In den drei mittleren Ländergruppen befinden sich insgesamt 24 Staaten mit zusammen 68 Volksabstimmungen. Soweit es hier direktdemokratische Verfahren „von unten“ gibt (Albanien, Bulgarien, Kroatien, Malta, Nordmazedonien, Serbien, Luxemburg) finden diese jedoch nur selten statt, weil die Hürden für die Volksinitiative bzw. das fakultative Referendum meist hoch bis sehr hoch sind (kurze Sammelfristen, Beteiligungsquoren). Die meisten Abstimmungen sind obligatorische Referenden oder Plebiszite „von oben“ durch Staatsorgane.
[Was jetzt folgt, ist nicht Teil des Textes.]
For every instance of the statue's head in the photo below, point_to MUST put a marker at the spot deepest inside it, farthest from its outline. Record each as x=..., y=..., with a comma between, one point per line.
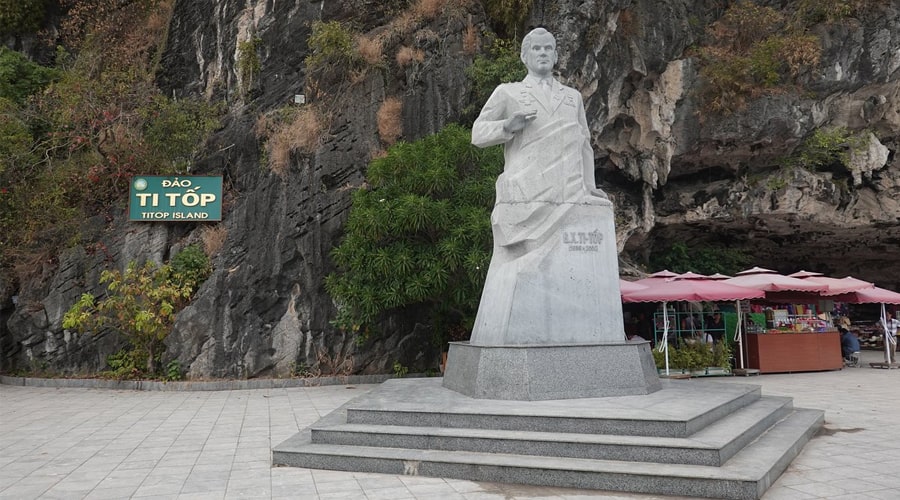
x=539, y=52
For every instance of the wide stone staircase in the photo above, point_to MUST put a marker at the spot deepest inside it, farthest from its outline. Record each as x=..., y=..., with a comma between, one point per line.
x=692, y=438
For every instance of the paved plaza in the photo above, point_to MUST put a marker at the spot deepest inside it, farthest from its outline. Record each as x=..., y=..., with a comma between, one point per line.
x=72, y=443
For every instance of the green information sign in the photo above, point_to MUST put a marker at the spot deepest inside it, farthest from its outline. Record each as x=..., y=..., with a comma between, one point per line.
x=156, y=198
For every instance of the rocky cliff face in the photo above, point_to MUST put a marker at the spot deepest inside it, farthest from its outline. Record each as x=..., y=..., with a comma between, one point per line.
x=676, y=173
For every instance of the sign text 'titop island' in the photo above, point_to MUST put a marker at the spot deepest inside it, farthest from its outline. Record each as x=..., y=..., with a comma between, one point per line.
x=156, y=198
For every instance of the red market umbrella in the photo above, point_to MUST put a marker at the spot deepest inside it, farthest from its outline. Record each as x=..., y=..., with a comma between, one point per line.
x=873, y=295
x=626, y=286
x=835, y=285
x=657, y=277
x=770, y=281
x=693, y=288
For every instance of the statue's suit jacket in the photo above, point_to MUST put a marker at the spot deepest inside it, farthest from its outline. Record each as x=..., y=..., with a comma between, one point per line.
x=549, y=161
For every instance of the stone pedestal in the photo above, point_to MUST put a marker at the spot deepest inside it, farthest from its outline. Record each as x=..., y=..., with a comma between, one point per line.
x=542, y=372
x=554, y=276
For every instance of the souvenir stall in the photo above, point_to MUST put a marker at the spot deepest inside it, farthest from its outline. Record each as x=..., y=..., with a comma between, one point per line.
x=795, y=336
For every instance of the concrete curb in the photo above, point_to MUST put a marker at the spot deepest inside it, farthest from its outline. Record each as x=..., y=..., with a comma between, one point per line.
x=213, y=385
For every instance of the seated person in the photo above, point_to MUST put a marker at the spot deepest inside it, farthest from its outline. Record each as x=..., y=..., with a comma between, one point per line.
x=849, y=342
x=715, y=326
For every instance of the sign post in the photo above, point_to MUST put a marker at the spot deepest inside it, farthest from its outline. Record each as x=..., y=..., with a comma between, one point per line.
x=175, y=199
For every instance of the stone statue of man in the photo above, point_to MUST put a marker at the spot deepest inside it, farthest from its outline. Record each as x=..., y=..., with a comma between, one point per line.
x=554, y=239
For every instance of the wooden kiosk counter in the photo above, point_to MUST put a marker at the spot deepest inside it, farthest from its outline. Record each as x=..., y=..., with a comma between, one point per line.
x=794, y=351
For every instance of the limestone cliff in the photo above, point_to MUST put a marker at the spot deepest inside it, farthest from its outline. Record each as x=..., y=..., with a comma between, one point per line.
x=676, y=173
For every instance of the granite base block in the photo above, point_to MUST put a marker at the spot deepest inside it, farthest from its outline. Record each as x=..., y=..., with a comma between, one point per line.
x=543, y=372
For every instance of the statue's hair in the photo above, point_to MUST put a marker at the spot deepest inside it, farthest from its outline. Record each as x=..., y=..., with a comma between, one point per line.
x=527, y=40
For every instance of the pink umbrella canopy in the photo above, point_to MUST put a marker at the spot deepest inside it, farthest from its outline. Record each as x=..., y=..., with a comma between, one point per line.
x=770, y=281
x=835, y=285
x=873, y=295
x=657, y=277
x=626, y=286
x=693, y=290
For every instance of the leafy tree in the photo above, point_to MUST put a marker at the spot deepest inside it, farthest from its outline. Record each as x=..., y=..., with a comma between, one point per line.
x=418, y=234
x=826, y=147
x=141, y=304
x=753, y=49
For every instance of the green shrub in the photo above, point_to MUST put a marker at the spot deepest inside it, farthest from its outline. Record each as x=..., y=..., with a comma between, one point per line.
x=175, y=130
x=248, y=64
x=21, y=16
x=419, y=234
x=140, y=305
x=190, y=267
x=331, y=56
x=21, y=78
x=826, y=147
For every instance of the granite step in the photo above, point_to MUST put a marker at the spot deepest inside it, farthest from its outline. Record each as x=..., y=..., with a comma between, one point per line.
x=746, y=475
x=712, y=445
x=424, y=403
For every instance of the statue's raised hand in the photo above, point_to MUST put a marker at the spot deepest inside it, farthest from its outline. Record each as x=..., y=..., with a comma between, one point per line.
x=518, y=120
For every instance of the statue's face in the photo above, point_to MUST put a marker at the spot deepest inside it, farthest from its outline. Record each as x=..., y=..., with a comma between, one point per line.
x=540, y=55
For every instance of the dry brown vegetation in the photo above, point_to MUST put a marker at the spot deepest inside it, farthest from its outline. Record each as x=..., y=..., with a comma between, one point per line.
x=370, y=49
x=471, y=41
x=427, y=9
x=406, y=55
x=213, y=238
x=301, y=131
x=390, y=120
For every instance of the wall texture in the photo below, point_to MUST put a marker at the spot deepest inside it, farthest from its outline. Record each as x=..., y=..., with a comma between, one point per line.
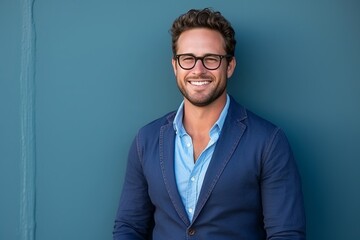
x=78, y=78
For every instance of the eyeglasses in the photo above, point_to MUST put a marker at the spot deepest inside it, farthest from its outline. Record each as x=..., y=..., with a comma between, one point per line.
x=209, y=61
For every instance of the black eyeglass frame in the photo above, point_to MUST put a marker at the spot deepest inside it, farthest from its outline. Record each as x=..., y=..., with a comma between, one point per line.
x=227, y=56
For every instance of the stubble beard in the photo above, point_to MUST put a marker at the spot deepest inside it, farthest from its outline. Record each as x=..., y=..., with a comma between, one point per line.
x=204, y=100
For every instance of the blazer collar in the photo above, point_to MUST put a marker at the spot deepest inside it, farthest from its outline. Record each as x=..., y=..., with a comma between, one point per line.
x=229, y=138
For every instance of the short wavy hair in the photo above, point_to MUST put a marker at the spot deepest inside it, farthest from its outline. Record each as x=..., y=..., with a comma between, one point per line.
x=204, y=18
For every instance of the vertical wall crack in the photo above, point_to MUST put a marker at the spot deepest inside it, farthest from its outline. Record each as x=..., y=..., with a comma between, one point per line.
x=27, y=114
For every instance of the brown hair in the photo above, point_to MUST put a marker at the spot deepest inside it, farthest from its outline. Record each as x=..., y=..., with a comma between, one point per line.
x=204, y=18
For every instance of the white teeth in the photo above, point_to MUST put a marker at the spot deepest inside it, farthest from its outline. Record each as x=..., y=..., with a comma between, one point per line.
x=199, y=83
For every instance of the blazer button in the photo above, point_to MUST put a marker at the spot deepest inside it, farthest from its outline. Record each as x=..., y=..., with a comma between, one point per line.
x=191, y=231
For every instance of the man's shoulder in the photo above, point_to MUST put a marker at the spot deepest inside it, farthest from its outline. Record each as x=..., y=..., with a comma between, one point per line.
x=249, y=118
x=154, y=126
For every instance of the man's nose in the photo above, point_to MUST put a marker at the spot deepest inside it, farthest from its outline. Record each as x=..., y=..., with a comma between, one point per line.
x=199, y=66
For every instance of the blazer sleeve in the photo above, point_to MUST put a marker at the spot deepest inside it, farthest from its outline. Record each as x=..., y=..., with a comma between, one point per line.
x=134, y=219
x=282, y=199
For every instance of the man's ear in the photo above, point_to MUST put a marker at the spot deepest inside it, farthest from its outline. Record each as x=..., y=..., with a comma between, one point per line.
x=231, y=67
x=173, y=62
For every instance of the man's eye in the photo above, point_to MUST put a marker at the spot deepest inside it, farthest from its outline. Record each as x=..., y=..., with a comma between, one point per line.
x=187, y=58
x=211, y=59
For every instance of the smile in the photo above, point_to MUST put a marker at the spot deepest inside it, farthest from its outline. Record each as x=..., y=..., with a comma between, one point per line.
x=199, y=83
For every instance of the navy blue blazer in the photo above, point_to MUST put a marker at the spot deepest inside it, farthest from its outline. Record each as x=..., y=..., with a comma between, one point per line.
x=251, y=190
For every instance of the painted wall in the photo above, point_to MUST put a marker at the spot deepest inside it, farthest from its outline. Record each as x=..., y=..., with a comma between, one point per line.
x=78, y=78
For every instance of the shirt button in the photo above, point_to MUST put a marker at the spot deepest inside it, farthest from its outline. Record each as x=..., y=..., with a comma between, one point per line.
x=191, y=231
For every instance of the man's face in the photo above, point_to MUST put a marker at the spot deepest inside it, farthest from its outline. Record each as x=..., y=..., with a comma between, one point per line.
x=199, y=85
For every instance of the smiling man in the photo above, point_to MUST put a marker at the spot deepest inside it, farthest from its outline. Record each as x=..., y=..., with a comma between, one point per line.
x=212, y=169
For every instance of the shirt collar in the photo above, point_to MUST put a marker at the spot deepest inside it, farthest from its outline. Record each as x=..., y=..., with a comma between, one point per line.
x=178, y=125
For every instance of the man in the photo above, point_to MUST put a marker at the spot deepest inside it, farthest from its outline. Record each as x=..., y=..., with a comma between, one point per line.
x=211, y=170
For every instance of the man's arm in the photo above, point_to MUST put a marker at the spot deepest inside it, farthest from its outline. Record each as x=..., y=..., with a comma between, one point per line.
x=134, y=219
x=282, y=198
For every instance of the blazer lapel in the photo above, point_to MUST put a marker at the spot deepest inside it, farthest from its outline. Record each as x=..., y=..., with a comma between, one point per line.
x=229, y=138
x=166, y=151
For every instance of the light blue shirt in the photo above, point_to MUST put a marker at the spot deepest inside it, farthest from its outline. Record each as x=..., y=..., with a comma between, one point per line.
x=189, y=175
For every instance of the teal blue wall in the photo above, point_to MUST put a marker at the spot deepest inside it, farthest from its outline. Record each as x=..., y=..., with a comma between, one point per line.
x=102, y=69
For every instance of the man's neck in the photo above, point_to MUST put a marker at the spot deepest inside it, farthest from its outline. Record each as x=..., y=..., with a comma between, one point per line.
x=199, y=120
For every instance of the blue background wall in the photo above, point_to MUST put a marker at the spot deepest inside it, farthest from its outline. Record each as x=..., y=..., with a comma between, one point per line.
x=80, y=77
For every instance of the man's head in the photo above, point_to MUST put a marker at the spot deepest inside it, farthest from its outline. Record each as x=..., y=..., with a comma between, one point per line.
x=205, y=18
x=203, y=56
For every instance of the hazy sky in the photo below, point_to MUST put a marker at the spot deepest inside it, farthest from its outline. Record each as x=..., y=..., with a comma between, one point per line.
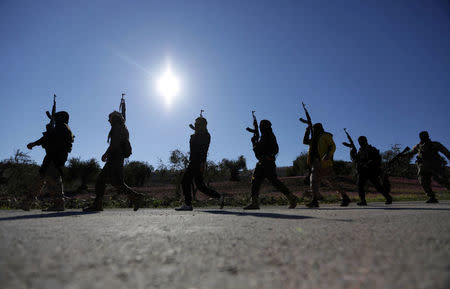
x=378, y=68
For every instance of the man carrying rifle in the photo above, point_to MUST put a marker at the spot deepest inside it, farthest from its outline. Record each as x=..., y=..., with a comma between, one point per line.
x=57, y=141
x=199, y=144
x=266, y=149
x=119, y=149
x=368, y=167
x=430, y=164
x=320, y=159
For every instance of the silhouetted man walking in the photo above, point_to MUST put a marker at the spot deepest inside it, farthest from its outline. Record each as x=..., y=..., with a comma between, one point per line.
x=430, y=164
x=368, y=167
x=320, y=159
x=199, y=145
x=266, y=149
x=57, y=142
x=119, y=149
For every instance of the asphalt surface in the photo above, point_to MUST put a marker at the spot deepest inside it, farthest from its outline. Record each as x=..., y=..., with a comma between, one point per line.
x=405, y=245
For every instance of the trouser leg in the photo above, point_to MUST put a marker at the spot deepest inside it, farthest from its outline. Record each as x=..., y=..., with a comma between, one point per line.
x=361, y=188
x=55, y=185
x=257, y=180
x=100, y=187
x=315, y=177
x=425, y=182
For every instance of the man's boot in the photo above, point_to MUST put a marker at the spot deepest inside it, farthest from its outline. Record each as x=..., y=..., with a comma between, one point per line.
x=254, y=205
x=97, y=206
x=345, y=201
x=58, y=206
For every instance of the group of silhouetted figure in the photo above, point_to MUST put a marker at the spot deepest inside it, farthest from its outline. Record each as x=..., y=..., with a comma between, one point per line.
x=57, y=141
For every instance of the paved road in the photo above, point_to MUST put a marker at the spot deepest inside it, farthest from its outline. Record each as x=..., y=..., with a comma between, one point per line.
x=406, y=245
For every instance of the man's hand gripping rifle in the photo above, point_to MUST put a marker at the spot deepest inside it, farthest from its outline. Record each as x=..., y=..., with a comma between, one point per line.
x=308, y=117
x=201, y=115
x=350, y=143
x=255, y=129
x=51, y=116
x=123, y=107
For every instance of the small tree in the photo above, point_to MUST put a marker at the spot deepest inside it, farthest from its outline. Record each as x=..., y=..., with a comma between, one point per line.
x=235, y=167
x=17, y=174
x=136, y=173
x=178, y=160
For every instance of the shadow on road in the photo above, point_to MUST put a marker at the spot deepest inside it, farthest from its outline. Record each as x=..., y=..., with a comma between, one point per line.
x=43, y=215
x=386, y=208
x=258, y=214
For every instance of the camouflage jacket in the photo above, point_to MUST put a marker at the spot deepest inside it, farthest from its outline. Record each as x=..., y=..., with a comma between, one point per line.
x=428, y=154
x=367, y=159
x=57, y=143
x=199, y=145
x=118, y=137
x=266, y=148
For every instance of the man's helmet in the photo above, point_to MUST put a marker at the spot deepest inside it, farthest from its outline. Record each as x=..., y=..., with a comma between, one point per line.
x=200, y=123
x=62, y=117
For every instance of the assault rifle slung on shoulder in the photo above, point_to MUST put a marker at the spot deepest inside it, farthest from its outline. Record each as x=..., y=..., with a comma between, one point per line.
x=350, y=143
x=255, y=129
x=308, y=117
x=201, y=115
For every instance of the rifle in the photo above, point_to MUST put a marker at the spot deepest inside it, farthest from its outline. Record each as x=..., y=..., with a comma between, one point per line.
x=122, y=107
x=255, y=129
x=51, y=124
x=201, y=115
x=308, y=117
x=350, y=143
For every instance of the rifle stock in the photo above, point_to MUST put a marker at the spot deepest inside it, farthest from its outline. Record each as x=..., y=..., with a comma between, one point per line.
x=255, y=129
x=308, y=117
x=350, y=143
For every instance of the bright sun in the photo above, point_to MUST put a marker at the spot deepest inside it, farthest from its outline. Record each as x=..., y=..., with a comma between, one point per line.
x=168, y=85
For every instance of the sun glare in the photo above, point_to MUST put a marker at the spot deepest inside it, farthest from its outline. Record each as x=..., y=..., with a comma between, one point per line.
x=168, y=85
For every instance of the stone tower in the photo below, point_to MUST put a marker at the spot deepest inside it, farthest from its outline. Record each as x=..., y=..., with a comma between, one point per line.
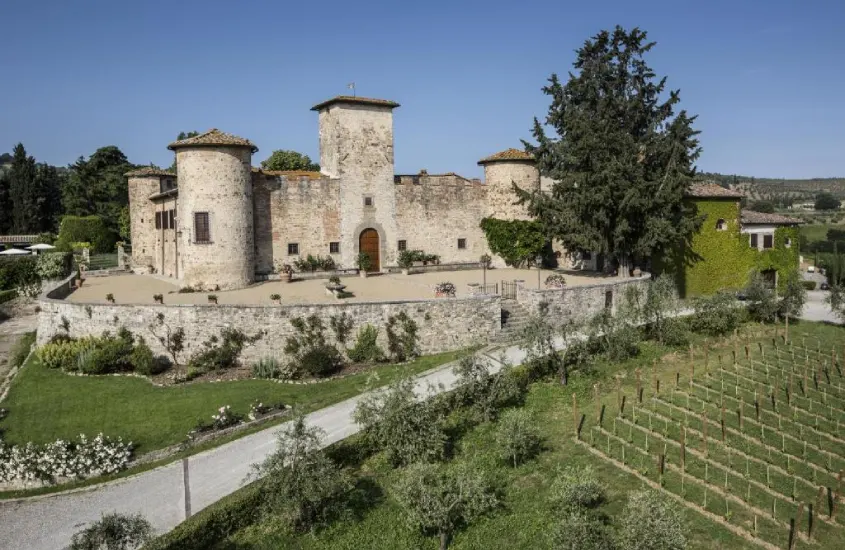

Die Masse der insgesamt 1050 Volksabstimmungen findet mit zusammen 985 Abstimmungen in den ersten beiden Ländergruppen statt. Davon entfallen allein 61 % auf die Schweiz. Dies liegt u. a. an der sehr langen Praxis dort seit 1848 und den sehr niederschwelligen Reglungen für direktdemokratische Verfahren. So sind fast alle Themen zulässig, die Qualifikationsquoren mit ca. 1 % (fakultatives Referendum) bzw. ca. 2 % (Volksinitiative) sehr niedrig, die Sammelfristen mit 100 Tagen bzw. 18 Monaten lang. Es gibt keine Abstimmungsquoren. Jeder Bürger erhält eine offizielle Abstimmungsbroschüre mit ausführlichen Informationen. Obligatorische Referenden sind zu 75, fakultative Referenden zu 43 und Volksinitiativen zu ca. 10 % erfolgreich. Die beiden letzteren Instrumente haben zusätzlich starke indirekte Wirkungen.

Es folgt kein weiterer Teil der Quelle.